On comprend donc que le choix des hommes devant animer le prochain forum cause problème, et même constitue un dilemme pour la transition qui n’a toujours peut-être pas fini d’hésiter, comprenant peu ce qu’elle à faire pour que ses choix sauvent le pays. D’ailleurs, quelle personnalité d’envergure devra diriger le forum ? Est-ce encore un militaire qu’il faudra choisir ? Un politicien, une politicienne ou un acteur de la société civile de bonne adresse dont l’amour pour ce pays serait connu de tous ?
Préréglages nécessaires…
Il faut éviter que le forum sombre dans l’improvisation et, c’est pour cela que, nécessairement, il faudra tracer son agenda pour qu’en amont on lui indique les sujets sur lesquels il devra débattre et dans quels délais tout devra se faire.

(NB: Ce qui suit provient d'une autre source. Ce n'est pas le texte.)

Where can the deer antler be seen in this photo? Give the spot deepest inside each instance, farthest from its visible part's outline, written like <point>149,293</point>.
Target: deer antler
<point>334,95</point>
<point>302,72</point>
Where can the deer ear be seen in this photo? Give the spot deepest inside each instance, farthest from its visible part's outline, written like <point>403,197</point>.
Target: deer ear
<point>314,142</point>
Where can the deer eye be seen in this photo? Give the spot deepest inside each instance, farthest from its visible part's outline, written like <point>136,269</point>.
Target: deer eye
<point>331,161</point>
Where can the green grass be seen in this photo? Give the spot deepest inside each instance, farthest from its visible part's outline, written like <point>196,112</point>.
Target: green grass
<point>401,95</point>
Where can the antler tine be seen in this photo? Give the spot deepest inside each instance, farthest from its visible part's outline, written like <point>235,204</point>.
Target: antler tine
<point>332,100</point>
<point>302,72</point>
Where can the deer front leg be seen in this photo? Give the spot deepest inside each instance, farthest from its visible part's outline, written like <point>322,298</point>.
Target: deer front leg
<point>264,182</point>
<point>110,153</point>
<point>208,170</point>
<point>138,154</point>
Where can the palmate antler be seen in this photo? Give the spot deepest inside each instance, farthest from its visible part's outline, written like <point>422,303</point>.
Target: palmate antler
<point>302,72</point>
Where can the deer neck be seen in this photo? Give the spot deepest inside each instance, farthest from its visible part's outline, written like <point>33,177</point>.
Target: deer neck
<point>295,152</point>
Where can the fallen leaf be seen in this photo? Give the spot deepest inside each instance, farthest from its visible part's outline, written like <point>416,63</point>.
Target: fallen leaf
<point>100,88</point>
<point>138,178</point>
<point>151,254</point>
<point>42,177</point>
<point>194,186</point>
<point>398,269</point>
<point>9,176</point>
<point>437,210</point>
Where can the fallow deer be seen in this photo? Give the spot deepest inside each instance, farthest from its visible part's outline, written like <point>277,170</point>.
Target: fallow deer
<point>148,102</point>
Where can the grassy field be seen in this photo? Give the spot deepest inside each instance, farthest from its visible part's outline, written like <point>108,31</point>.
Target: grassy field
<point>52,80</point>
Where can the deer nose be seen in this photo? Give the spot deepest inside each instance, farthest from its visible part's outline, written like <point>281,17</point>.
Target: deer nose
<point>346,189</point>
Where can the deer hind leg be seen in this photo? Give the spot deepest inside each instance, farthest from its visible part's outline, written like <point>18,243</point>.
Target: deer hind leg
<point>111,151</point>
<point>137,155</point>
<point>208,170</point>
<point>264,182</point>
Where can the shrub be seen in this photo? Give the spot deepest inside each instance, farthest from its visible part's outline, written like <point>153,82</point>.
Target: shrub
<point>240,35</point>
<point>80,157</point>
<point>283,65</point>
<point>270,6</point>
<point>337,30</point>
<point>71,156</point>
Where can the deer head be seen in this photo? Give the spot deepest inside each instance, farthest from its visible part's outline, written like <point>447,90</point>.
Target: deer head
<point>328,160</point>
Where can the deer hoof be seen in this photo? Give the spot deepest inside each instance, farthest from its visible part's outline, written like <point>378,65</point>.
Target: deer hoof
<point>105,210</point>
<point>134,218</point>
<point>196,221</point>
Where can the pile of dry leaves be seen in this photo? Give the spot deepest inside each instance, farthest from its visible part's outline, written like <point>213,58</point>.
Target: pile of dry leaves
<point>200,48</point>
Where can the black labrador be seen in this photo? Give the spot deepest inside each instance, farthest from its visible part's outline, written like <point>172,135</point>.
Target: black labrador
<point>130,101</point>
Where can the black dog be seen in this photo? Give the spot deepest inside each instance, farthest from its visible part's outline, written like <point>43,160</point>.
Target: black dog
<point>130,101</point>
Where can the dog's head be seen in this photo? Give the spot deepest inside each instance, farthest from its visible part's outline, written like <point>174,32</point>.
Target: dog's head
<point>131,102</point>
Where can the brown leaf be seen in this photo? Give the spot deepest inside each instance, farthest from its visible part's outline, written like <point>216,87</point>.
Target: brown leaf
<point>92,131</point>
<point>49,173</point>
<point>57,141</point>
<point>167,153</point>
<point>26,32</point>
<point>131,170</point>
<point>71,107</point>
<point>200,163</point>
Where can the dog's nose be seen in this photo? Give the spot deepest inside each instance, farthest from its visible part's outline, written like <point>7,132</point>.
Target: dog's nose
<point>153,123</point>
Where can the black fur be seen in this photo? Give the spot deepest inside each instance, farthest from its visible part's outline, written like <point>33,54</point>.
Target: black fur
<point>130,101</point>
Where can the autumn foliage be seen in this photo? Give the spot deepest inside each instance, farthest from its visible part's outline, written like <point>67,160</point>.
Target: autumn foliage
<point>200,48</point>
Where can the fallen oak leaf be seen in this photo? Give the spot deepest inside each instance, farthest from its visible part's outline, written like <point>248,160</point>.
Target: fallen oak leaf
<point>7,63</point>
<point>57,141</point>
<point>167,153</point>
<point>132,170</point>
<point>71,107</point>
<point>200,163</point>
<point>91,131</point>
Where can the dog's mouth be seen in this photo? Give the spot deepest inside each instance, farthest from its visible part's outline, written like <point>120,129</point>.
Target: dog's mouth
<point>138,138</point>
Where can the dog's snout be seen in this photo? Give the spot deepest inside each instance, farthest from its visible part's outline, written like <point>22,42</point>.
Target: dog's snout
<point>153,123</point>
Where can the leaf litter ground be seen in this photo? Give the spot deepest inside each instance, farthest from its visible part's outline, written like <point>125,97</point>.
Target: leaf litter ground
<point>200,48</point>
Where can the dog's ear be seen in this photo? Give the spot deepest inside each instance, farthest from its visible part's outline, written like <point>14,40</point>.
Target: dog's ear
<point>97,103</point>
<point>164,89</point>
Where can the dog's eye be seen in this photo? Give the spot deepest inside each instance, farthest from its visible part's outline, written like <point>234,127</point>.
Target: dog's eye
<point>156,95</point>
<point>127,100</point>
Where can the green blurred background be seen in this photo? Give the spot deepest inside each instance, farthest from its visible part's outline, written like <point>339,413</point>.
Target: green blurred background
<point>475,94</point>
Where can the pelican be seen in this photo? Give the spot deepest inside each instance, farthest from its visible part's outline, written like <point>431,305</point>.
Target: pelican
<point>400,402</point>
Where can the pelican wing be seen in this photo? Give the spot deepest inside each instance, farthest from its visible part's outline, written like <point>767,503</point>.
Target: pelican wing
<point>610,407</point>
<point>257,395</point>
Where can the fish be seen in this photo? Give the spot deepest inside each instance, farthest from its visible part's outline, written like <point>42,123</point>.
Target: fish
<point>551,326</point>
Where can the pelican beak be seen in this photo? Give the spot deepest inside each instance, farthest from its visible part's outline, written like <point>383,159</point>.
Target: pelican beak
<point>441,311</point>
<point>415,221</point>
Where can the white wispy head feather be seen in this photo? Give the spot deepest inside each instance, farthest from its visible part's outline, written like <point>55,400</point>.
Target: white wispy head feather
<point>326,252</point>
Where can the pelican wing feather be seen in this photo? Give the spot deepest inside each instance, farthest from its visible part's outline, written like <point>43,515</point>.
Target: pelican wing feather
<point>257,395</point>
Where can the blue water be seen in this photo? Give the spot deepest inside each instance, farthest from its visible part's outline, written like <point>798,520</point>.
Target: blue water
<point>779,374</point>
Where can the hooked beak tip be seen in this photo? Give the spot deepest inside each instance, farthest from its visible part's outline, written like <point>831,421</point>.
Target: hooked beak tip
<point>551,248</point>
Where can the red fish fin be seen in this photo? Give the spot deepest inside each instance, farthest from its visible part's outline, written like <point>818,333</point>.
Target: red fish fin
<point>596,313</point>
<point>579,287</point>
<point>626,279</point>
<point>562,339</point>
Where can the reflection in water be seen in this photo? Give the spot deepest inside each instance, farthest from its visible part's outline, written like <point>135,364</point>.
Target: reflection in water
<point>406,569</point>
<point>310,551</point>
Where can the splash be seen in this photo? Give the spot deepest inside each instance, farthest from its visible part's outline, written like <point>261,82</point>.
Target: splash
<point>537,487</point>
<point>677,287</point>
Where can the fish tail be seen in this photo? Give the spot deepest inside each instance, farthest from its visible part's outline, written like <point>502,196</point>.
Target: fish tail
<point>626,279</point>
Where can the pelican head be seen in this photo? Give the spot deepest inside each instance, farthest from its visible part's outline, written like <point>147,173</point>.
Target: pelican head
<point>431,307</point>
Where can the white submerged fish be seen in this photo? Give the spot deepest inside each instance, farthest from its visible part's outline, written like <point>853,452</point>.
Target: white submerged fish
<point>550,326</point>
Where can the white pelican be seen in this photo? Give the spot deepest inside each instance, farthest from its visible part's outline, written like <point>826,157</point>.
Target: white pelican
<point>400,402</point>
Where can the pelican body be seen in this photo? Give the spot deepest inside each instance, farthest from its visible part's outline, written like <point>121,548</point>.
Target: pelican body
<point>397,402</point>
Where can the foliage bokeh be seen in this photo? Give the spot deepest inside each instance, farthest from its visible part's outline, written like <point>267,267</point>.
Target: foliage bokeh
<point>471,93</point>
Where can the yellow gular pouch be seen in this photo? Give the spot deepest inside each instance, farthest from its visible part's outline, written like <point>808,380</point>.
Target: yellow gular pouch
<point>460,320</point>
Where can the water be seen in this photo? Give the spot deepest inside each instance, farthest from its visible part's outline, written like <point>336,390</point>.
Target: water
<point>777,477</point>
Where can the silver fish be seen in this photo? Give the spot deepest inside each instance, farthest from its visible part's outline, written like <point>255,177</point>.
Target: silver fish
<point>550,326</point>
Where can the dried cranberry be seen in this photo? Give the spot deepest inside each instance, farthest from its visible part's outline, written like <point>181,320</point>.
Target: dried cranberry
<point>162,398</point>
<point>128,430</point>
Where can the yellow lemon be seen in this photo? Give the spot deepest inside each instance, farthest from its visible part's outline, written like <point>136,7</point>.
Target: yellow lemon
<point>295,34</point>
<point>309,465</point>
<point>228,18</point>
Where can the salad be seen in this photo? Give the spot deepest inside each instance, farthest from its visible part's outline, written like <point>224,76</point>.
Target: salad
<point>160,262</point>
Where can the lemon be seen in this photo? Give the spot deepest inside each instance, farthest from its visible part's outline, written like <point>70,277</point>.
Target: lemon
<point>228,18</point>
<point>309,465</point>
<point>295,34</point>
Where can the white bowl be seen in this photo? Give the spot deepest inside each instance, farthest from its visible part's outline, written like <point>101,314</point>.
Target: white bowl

Mais, il est évident qu’on ne peut pas aller sans parler des échecs de notre démocratie, d’en dégager les causes et d’en situer les responsabilités pour décider, par des moyens pratiques à mettre en œuvre, des solutions pour les éviter à l’avenir afin de nous mettre à l’abri de l’éternel recommencement. Les transitions n’ont aucun intérêt à s’éterniser au pouvoir, et des militaires peuvent le savoir mieux qu’un autre.
Il y a trop d’ennemis autour des pays du Sahel . La France en premier.